Everything you’ve learnt at work and in training about doing good business analysis is about writing the specification, delivering on the requirements, getting the quality right, doing the specific thing for the specific technical purposes.
“What do you do” is about a title, a task, a deliverable thing.
Consider this job description from an insurance company:
BUSINESS ANALYST
Understanding the business requirements, and through a structured process, modelling, validating and translating it into business requirement specifications that are used by developers to craft a technical solution.

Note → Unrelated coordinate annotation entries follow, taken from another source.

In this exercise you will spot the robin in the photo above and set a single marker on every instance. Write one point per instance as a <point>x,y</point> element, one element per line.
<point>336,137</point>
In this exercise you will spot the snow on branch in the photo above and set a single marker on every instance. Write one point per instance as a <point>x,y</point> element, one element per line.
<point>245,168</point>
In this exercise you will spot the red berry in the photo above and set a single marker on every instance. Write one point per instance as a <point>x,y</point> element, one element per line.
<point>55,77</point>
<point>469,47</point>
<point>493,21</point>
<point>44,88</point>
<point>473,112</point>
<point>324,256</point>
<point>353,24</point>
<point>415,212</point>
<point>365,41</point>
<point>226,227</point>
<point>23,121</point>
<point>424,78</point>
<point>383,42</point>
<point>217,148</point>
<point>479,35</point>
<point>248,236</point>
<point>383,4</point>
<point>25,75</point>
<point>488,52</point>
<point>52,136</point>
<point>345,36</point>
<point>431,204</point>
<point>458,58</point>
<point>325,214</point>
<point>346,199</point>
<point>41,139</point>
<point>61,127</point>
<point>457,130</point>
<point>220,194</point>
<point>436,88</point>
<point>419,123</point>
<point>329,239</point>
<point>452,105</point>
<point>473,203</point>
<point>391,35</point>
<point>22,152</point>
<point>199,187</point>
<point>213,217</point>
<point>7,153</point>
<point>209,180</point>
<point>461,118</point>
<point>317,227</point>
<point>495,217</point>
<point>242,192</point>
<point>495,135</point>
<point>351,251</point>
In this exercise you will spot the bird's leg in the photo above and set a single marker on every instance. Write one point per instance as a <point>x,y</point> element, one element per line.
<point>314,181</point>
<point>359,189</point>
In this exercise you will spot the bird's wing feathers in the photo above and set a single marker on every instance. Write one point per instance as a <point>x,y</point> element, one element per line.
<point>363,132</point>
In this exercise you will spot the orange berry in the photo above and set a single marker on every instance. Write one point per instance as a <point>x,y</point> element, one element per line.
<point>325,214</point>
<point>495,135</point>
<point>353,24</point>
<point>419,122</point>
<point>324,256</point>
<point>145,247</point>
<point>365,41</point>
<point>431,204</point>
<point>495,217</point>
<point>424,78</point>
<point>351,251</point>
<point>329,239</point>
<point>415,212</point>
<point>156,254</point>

Work on solutions supporting multiple business areas, integration points and a large number of affected components. Required to work under general direction within a clearly defined accountability framework. Gather and interpret requirements from the business. Participate in the solution design process. Prepare the requirements specifications. Define the success criteria for solution testing. Analyse and decompose relevant business processes. Performing business analysis and process improvement within assigned solution project. Provide assistance to solution delivery on implementation and training. Assist (when necessary) with systems testing. Ensure that proposed test solutions cover all aspects of delivered business specification
While this is the description of a job, it’s not the description of a dream or a desire. While it’s specific, it could easily be altered without changing what it delivers.
This is how education works as well. MBA degrees are meaningless. It’s the doors that they open that we strive for.
The same is true of your product or service. You may say you’re building a feature, but don’t believe it. When you’re enabling business change, you’re offering your stakeholder a new opportunity, a step closer to their dreams and desires, not a feature.
We enable change, utility, possibility, not tasks or papery stuff.